April 28, 2015
Nonprofit endorsements for sale? That might be the takeaway when more than thirty charities in the District of Columbia write to government regulators in support of a popularly opposed regulatory action sought by a local funder, with many even lending their logos to full-page newspaper ads.
Pepco, a regional electric utility that serves the District (and mid-Atlantic region) wants to sell itself to Exelon, a national energy company with a poor reputation among environmental groups and consumer advocates. The overwhelming majority of the charities endorsing the acquisition in letters to DC's Public Service Commission (DCPSC) have a couple of things in common: they have no environmental mission or apparent expertise on energy issues, and they have received or benefited from Pepco philanthropic funding, which Exelon promises to continue for ten years.
The offered premium of 24 percent over market valuation is enough to convince Pepco to seek approval to sell its electric distribution network to Exelon. The opportunity to become the largest utility company in the country and use Pepco’s significant ratepayer base to dilute its nuclear electric generation investments is motivation enough for Exelon. But what’s in it for local charities?

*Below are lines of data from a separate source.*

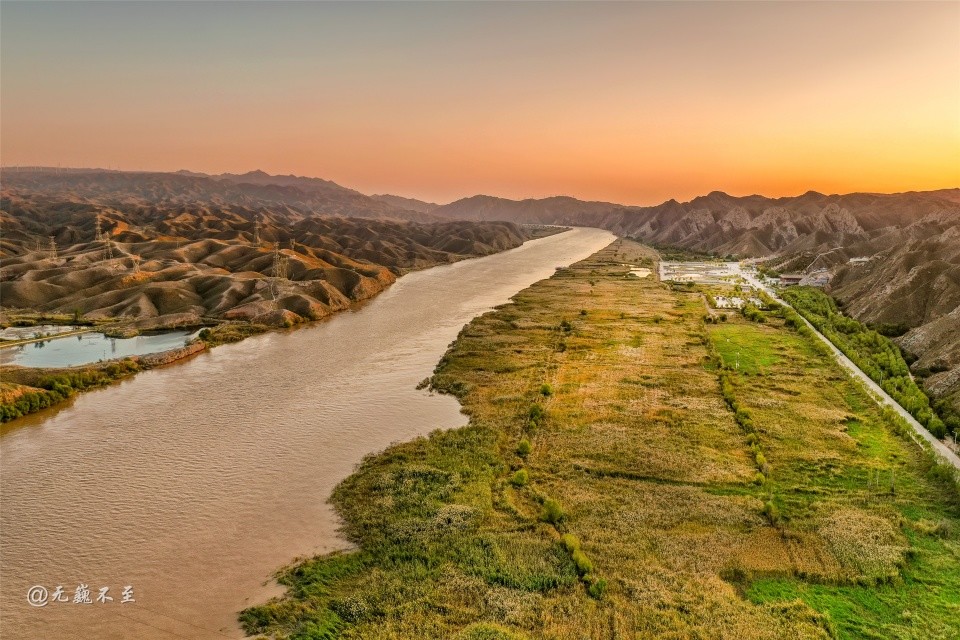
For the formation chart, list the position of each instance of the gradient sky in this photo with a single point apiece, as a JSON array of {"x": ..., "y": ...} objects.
[{"x": 627, "y": 102}]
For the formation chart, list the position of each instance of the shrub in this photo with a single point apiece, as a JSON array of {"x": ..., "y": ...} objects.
[
  {"x": 520, "y": 478},
  {"x": 581, "y": 562},
  {"x": 771, "y": 512},
  {"x": 524, "y": 448},
  {"x": 536, "y": 415},
  {"x": 570, "y": 542},
  {"x": 597, "y": 588},
  {"x": 552, "y": 512}
]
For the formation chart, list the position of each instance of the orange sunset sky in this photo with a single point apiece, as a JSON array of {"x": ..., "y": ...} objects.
[{"x": 626, "y": 102}]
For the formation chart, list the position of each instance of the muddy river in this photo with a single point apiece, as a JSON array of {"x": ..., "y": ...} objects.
[{"x": 193, "y": 483}]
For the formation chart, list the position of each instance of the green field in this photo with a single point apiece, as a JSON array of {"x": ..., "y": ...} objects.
[{"x": 622, "y": 477}]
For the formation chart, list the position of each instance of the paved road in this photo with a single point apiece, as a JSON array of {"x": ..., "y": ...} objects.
[{"x": 941, "y": 449}]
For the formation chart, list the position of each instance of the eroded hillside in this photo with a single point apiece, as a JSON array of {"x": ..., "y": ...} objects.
[{"x": 171, "y": 249}]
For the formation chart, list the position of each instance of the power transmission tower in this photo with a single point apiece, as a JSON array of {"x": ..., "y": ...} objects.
[
  {"x": 279, "y": 263},
  {"x": 100, "y": 236},
  {"x": 279, "y": 270}
]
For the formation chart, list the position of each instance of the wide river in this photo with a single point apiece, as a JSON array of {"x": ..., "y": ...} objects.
[{"x": 193, "y": 483}]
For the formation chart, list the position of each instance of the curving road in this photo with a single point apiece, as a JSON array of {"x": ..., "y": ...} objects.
[{"x": 879, "y": 394}]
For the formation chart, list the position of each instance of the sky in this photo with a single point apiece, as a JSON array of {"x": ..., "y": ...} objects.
[{"x": 633, "y": 103}]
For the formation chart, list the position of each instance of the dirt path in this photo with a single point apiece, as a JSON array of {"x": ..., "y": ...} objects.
[{"x": 879, "y": 394}]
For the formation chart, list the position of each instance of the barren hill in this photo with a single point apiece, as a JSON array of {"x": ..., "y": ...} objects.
[
  {"x": 172, "y": 249},
  {"x": 912, "y": 240}
]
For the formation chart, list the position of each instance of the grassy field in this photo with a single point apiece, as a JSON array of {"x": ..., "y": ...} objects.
[{"x": 631, "y": 472}]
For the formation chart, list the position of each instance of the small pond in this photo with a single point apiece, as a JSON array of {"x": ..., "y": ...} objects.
[{"x": 87, "y": 348}]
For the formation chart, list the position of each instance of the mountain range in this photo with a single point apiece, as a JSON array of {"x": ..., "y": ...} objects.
[{"x": 892, "y": 260}]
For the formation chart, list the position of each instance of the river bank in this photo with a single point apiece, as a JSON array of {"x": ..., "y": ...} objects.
[
  {"x": 629, "y": 470},
  {"x": 194, "y": 482},
  {"x": 27, "y": 390}
]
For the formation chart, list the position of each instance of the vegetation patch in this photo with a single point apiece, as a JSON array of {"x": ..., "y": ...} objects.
[{"x": 641, "y": 514}]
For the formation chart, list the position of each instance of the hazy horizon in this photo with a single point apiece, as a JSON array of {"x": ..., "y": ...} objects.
[
  {"x": 469, "y": 195},
  {"x": 636, "y": 103}
]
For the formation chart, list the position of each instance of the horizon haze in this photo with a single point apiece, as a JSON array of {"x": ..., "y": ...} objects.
[{"x": 636, "y": 104}]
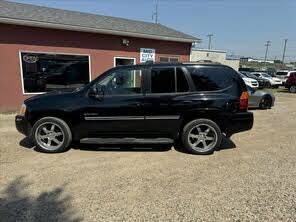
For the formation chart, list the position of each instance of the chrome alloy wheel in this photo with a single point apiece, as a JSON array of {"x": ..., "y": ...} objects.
[
  {"x": 49, "y": 136},
  {"x": 202, "y": 137}
]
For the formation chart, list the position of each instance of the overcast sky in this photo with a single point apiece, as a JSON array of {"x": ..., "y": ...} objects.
[{"x": 239, "y": 26}]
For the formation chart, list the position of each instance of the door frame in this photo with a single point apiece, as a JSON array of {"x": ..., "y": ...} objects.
[{"x": 121, "y": 57}]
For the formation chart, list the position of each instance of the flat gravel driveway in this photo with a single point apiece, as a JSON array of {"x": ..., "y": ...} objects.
[{"x": 253, "y": 178}]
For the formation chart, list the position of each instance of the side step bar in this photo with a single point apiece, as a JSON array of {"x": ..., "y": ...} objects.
[{"x": 126, "y": 141}]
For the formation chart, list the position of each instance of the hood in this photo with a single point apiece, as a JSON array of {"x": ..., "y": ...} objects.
[
  {"x": 249, "y": 79},
  {"x": 48, "y": 95},
  {"x": 276, "y": 79}
]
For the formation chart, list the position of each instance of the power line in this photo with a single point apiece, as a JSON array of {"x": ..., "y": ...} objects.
[
  {"x": 285, "y": 46},
  {"x": 210, "y": 40},
  {"x": 268, "y": 43}
]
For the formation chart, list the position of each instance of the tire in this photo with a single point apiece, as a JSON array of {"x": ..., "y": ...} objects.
[
  {"x": 51, "y": 135},
  {"x": 265, "y": 102},
  {"x": 292, "y": 89},
  {"x": 194, "y": 139}
]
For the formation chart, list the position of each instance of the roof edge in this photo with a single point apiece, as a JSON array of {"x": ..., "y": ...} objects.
[{"x": 91, "y": 30}]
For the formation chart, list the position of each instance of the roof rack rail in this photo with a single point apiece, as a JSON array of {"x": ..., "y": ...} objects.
[{"x": 151, "y": 62}]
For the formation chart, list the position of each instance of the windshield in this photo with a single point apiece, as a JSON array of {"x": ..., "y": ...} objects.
[
  {"x": 242, "y": 75},
  {"x": 282, "y": 73},
  {"x": 251, "y": 75},
  {"x": 266, "y": 75}
]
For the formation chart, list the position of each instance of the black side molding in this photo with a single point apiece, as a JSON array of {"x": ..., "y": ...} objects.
[{"x": 127, "y": 141}]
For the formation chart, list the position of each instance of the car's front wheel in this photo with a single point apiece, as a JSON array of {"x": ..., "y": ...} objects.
[
  {"x": 292, "y": 89},
  {"x": 51, "y": 135},
  {"x": 201, "y": 136}
]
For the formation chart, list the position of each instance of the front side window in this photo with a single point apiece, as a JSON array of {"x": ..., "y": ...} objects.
[
  {"x": 42, "y": 72},
  {"x": 121, "y": 82},
  {"x": 211, "y": 78}
]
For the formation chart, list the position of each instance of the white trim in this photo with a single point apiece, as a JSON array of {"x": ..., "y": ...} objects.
[
  {"x": 208, "y": 50},
  {"x": 42, "y": 52},
  {"x": 93, "y": 30},
  {"x": 120, "y": 57}
]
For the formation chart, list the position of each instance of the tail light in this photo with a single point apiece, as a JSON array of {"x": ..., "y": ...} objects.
[{"x": 244, "y": 101}]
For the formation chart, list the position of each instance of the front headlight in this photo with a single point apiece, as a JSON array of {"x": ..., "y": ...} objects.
[{"x": 23, "y": 110}]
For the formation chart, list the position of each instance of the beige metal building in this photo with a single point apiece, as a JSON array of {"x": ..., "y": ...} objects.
[{"x": 214, "y": 56}]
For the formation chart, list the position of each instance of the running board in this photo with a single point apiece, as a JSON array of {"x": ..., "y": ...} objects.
[{"x": 126, "y": 141}]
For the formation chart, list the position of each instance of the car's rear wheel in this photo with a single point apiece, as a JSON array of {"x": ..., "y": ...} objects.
[
  {"x": 265, "y": 102},
  {"x": 292, "y": 89},
  {"x": 51, "y": 135},
  {"x": 201, "y": 136}
]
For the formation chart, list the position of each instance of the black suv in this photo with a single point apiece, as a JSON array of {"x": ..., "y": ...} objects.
[{"x": 194, "y": 103}]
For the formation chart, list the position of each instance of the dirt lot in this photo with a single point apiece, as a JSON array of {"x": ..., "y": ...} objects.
[{"x": 251, "y": 179}]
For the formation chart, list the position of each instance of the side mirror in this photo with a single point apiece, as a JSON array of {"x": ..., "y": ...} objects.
[{"x": 93, "y": 94}]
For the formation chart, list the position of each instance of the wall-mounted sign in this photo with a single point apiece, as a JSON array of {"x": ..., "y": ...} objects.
[
  {"x": 30, "y": 58},
  {"x": 147, "y": 55}
]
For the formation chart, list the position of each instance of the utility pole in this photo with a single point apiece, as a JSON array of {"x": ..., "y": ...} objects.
[
  {"x": 284, "y": 53},
  {"x": 210, "y": 40},
  {"x": 268, "y": 43},
  {"x": 155, "y": 13}
]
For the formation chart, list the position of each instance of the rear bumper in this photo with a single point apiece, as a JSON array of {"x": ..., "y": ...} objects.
[
  {"x": 239, "y": 122},
  {"x": 22, "y": 125}
]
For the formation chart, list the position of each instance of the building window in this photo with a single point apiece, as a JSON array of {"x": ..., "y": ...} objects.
[
  {"x": 42, "y": 72},
  {"x": 168, "y": 59}
]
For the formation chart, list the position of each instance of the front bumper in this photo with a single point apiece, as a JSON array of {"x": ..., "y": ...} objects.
[
  {"x": 22, "y": 125},
  {"x": 239, "y": 122}
]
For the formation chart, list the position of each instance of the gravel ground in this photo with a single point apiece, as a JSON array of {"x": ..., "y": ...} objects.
[{"x": 252, "y": 179}]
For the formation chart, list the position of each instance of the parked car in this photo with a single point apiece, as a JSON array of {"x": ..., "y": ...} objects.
[
  {"x": 274, "y": 82},
  {"x": 263, "y": 83},
  {"x": 248, "y": 81},
  {"x": 283, "y": 75},
  {"x": 195, "y": 103},
  {"x": 291, "y": 82},
  {"x": 260, "y": 99},
  {"x": 246, "y": 69}
]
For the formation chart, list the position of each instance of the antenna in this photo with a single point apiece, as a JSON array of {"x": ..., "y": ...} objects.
[
  {"x": 210, "y": 40},
  {"x": 268, "y": 43},
  {"x": 155, "y": 13}
]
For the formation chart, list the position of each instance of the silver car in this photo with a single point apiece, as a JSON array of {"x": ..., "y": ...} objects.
[{"x": 260, "y": 99}]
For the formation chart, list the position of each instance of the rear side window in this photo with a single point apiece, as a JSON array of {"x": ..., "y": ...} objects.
[
  {"x": 168, "y": 80},
  {"x": 211, "y": 78},
  {"x": 182, "y": 84},
  {"x": 163, "y": 80}
]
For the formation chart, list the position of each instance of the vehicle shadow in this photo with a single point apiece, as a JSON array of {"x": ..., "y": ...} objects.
[
  {"x": 16, "y": 204},
  {"x": 226, "y": 144}
]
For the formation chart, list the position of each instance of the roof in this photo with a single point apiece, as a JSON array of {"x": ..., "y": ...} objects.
[
  {"x": 38, "y": 16},
  {"x": 208, "y": 50}
]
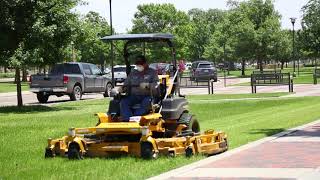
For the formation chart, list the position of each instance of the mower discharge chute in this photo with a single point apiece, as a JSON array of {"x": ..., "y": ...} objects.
[{"x": 168, "y": 128}]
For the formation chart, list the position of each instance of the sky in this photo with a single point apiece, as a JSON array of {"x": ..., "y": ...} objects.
[{"x": 123, "y": 10}]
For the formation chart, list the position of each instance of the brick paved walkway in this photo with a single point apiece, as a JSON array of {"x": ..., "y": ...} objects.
[{"x": 289, "y": 155}]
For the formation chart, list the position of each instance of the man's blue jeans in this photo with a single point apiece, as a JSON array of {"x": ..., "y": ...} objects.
[{"x": 128, "y": 102}]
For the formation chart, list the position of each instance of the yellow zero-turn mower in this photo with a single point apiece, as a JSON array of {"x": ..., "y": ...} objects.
[{"x": 167, "y": 129}]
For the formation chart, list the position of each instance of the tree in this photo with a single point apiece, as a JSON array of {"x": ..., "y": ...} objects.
[
  {"x": 34, "y": 32},
  {"x": 203, "y": 25},
  {"x": 91, "y": 28},
  {"x": 311, "y": 27}
]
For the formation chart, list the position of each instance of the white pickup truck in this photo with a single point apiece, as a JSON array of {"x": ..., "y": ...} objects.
[{"x": 72, "y": 79}]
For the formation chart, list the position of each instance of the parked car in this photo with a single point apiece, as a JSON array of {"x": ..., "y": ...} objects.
[
  {"x": 203, "y": 70},
  {"x": 72, "y": 79}
]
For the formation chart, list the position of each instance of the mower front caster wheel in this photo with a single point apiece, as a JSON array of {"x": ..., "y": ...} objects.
[
  {"x": 189, "y": 152},
  {"x": 147, "y": 151},
  {"x": 74, "y": 152}
]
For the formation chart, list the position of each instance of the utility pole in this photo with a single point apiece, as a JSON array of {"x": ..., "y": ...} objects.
[
  {"x": 293, "y": 20},
  {"x": 111, "y": 45}
]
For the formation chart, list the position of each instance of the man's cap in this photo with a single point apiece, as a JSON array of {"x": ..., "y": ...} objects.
[{"x": 140, "y": 60}]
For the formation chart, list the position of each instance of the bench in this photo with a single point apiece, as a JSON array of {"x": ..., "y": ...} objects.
[
  {"x": 316, "y": 75},
  {"x": 267, "y": 71},
  {"x": 270, "y": 78}
]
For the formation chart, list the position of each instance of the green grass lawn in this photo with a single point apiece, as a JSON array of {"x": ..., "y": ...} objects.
[
  {"x": 12, "y": 87},
  {"x": 24, "y": 133}
]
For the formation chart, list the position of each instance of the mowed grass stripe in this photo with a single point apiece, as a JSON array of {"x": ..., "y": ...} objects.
[{"x": 24, "y": 133}]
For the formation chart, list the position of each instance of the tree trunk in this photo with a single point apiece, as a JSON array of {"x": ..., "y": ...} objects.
[
  {"x": 243, "y": 67},
  {"x": 19, "y": 94},
  {"x": 24, "y": 75}
]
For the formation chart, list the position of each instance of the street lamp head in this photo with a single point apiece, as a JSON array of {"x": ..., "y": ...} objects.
[{"x": 293, "y": 20}]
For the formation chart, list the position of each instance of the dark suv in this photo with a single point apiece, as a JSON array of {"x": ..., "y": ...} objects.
[{"x": 203, "y": 70}]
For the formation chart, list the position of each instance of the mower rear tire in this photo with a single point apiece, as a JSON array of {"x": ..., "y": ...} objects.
[
  {"x": 189, "y": 152},
  {"x": 147, "y": 151},
  {"x": 74, "y": 152},
  {"x": 190, "y": 121}
]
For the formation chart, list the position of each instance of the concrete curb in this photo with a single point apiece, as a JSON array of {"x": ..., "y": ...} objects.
[{"x": 187, "y": 168}]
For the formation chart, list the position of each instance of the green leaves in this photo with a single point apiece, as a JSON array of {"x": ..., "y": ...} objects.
[{"x": 311, "y": 27}]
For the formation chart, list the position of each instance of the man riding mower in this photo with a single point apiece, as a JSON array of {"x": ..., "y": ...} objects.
[{"x": 158, "y": 122}]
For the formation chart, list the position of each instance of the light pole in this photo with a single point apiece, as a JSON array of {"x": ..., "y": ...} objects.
[
  {"x": 72, "y": 49},
  {"x": 293, "y": 21},
  {"x": 111, "y": 44}
]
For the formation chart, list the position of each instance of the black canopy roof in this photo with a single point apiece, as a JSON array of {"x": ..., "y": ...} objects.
[{"x": 143, "y": 37}]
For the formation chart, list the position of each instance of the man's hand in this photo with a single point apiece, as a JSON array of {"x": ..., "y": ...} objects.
[{"x": 144, "y": 85}]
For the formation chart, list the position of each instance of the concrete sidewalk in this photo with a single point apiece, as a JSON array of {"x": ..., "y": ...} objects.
[{"x": 293, "y": 154}]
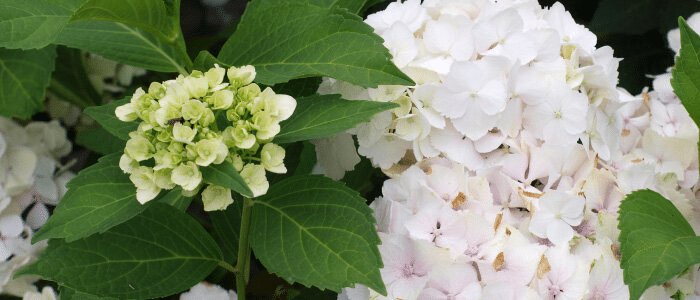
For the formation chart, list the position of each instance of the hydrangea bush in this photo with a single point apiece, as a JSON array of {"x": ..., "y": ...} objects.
[{"x": 509, "y": 163}]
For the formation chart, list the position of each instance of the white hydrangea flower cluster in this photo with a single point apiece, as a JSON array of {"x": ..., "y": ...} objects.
[
  {"x": 533, "y": 215},
  {"x": 198, "y": 120},
  {"x": 488, "y": 74},
  {"x": 31, "y": 179}
]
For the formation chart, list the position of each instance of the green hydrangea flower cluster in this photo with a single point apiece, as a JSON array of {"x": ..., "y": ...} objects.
[{"x": 180, "y": 130}]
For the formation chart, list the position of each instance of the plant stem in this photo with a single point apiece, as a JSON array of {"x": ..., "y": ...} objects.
[{"x": 243, "y": 264}]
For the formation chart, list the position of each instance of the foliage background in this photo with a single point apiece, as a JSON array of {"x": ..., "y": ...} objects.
[{"x": 635, "y": 29}]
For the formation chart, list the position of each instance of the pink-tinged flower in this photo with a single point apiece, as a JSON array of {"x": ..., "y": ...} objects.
[
  {"x": 472, "y": 94},
  {"x": 557, "y": 212},
  {"x": 406, "y": 267},
  {"x": 567, "y": 277},
  {"x": 605, "y": 281},
  {"x": 437, "y": 223},
  {"x": 452, "y": 282}
]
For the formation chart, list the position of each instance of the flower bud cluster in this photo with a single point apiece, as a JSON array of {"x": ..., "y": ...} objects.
[
  {"x": 487, "y": 74},
  {"x": 198, "y": 120}
]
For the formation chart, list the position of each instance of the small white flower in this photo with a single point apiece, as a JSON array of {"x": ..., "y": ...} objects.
[{"x": 557, "y": 212}]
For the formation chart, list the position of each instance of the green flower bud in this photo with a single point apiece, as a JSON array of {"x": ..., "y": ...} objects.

A big part of the answer was summed up nicely by Meta Williams, the regional development director in the United Negro College Fund's Washington, D.C. Area Office. In a letter to D.C Public Service commissioner Brinda Westbrook-Sedgwick, Ms. Williams noted that Pepco and Exelon are important donors to UNCF, provide a great deal of support to other charities, and are admirable corporate citizens, making their plan worthy of endorsement. Yet, she went on to say in conversation with me that she had not considered environmental, energy, or related issues in deciding to write to the Public Service Commission, that policy was not made in her office, and that she was speaking only for UNCF's fundraising arm and not for the organization itself – none of which is clear from her letter.